Gold is one of the oldest financial instruments and has been used for thousands of years. It offers several unique features that make it useful as an addition to a multi-asset portfolio of stocks and bonds.
By Arwed Ebner

Jan 21, 2025

Performance of gold

As with almost every commodity, the price of gold is determined by supply and demand. However, supply is relatively inelastic because new gold is mainly extracted through mining. Demand, on the other hand, is dynamic and depends on various factors, which in turn are influenced by the short and long-term global macroeconomic situation. These factors are partly cyclical and partly countercyclical in nature. Since they can dominate in different economic and market phases, gold has a characteristic that makes it a unique investment.

The price of gold has risen significantly over the last few decades. However, the return on an investment in gold was generally lower than that of a global stock index. There were also phases in which the price of gold fell or stagnated over long periods of time. Gold returns over different holding periods are illustrated in the chart below:

Hedging properties of gold as an investment

Gold is generally viewed as a “safe” investment. This means that investors use the precious metal as a hedge for their portfolio during times of increased uncertainty or market risk.

Particularly during the worst periods of stock market losses over the last 45 years, gold has generated a significantly higher return than global stocks. In many cases, gold's returns were not only relatively better, but also absolutely positive. Examples include the loss phases during the bursting of the dot-com bubble (2000-2002) and the financial crisis (2007-2009), in which gold recorded a significantly positive return.

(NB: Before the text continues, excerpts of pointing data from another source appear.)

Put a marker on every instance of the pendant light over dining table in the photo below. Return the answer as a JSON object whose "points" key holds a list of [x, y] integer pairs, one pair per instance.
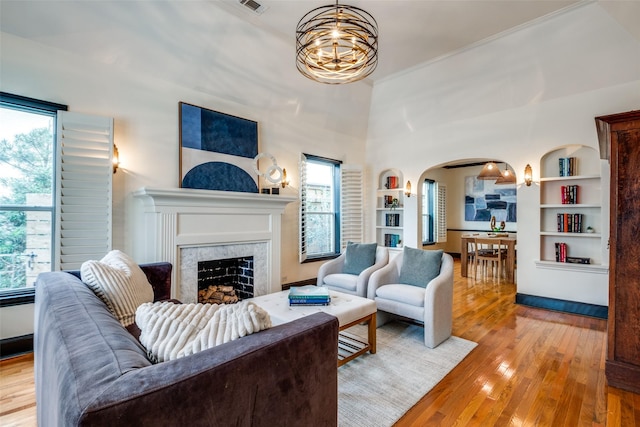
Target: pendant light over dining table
{"points": [[506, 177], [490, 171], [337, 44]]}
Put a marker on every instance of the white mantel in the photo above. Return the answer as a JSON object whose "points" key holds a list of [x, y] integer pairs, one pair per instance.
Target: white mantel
{"points": [[178, 218]]}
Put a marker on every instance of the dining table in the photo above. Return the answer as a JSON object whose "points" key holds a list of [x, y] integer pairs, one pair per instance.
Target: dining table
{"points": [[506, 240]]}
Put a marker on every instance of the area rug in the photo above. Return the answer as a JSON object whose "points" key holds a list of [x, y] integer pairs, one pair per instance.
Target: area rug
{"points": [[377, 389]]}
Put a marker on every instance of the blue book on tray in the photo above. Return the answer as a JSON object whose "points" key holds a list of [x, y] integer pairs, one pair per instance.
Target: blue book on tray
{"points": [[315, 301], [308, 291], [308, 295]]}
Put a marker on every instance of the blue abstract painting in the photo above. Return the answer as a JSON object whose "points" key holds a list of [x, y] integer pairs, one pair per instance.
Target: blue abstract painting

Even in times of high inflation and geopolitical risks, gold has proven to be a profitable investment, which underlines the versatility of its hedging properties.

Gold as a strategic addition to a multi-asset portfolio

A key aspect that makes gold interesting from an investment perspective is its low correlation with other asset classes such as stocks and bonds. As a result, the addition of gold can improve the diversification of a portfolio and thus have a positive influence on its risk-return profile.

The chart below shows the results of constructing optimal portfolios of global stocks, US treasuries and gold. The expected return was maximized for various target volatilities of the portfolio. What is striking is that gold is allocated in all risk profiles and is weighted more heavily in the portfolio as the target risk increases. It also shows that the portfolio weighting of gold is less sensitive to changes in the permitted risk compared to stocks or bonds.

A moderate allocation of gold can therefore improve the return-risk profile of a multi-asset portfolio and proves to be sensible from a strategic perspective.